Researchers from the University of Illinois have found that when low-income families spend longer at family mealtimes, their children's ability to maintain a healthy weight improves significantly.
In the US, the risk of childhood obesity is higher in low-income families with contributing factors including poor education, living in poor areas, little access to healthy food and being a single-parent family.
In the UK, 30.3 percent of children aged between two and 15 are either overweight or obese. A Foresight report says that if no action is taken, 25 percent of children in Britain will be obese by 2050.
Barbara H Fiese, director of the University of Illinois Family Resiliency Programme, said: "Children whose families engaged with each other over a 20-minute meal four times a week weighed significantly less than kids who left the table after 15 to 17 minutes.
"Over time, those extra minutes per meal add up and become really powerful."
The researchers observed 200 family mealtimes and tested the cumulative effect of socioeconomic factors and mealtime behaviours.
Mealtimes should be a priority
They looked at the importance families placed on sharing meals, efforts made to schedule family meals and whether or not families attached special meaning to eating meals together.
"Three to four extra minutes per meal made a healthy weight more likely," Fiese said.
Interaction was also found to be important, with families that placed special meaning on meals less likely to have an obese child.

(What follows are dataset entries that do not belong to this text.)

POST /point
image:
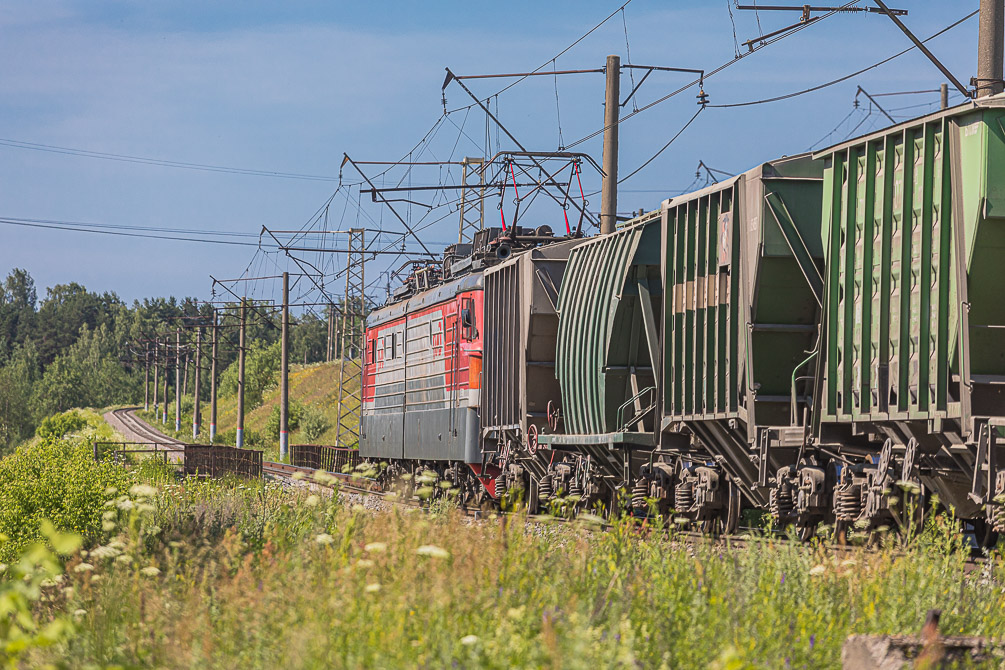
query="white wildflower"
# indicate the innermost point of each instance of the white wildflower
(432, 551)
(102, 552)
(143, 491)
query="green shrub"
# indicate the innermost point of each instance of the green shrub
(314, 424)
(57, 480)
(58, 425)
(272, 425)
(261, 369)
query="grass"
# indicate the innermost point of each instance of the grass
(249, 575)
(315, 385)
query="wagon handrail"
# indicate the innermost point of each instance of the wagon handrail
(622, 425)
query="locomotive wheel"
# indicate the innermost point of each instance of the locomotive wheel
(532, 439)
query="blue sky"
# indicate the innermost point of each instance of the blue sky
(290, 86)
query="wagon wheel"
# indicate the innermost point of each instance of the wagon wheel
(805, 531)
(533, 433)
(554, 414)
(731, 520)
(841, 532)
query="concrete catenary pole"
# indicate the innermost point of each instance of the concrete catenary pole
(157, 353)
(167, 374)
(990, 47)
(240, 378)
(146, 379)
(284, 373)
(331, 331)
(178, 380)
(196, 417)
(609, 187)
(212, 383)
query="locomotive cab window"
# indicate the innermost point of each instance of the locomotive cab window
(467, 324)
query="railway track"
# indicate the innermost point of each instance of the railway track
(367, 486)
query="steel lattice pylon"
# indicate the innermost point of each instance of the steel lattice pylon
(352, 344)
(472, 200)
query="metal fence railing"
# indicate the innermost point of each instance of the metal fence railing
(332, 459)
(205, 460)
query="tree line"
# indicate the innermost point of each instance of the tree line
(75, 348)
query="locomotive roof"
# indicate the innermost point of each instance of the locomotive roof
(437, 293)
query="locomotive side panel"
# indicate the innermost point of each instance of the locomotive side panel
(382, 434)
(420, 388)
(440, 420)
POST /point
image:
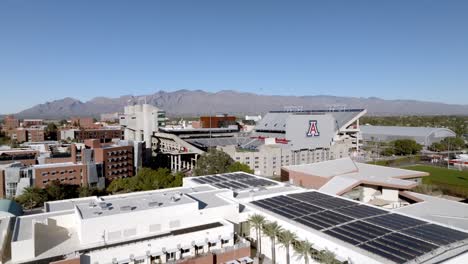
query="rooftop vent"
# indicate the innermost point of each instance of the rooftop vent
(127, 208)
(154, 204)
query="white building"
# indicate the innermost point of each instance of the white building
(141, 121)
(209, 214)
(284, 138)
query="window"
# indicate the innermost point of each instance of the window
(170, 256)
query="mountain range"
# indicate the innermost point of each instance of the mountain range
(193, 103)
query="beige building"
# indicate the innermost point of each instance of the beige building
(377, 185)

Fiese suggests this research should be used as a method of intervention: "This is something we can target and teach. It's much more difficult to change such factors as marital status, maternal education, or neighbourhood poverty."
She said parents should be taught to value mealtimes and learn to make them a priority.
"It's also important to recognise the increasing diversity of families and their sometimes complex living arrangements that may challenge their abilities to plan ahead and arrange a single time to communicate with each other."
She added that programmes providing stress and time management, cooking lessons and parenting skills should be developed to help families reduce the risk of their children becoming obese.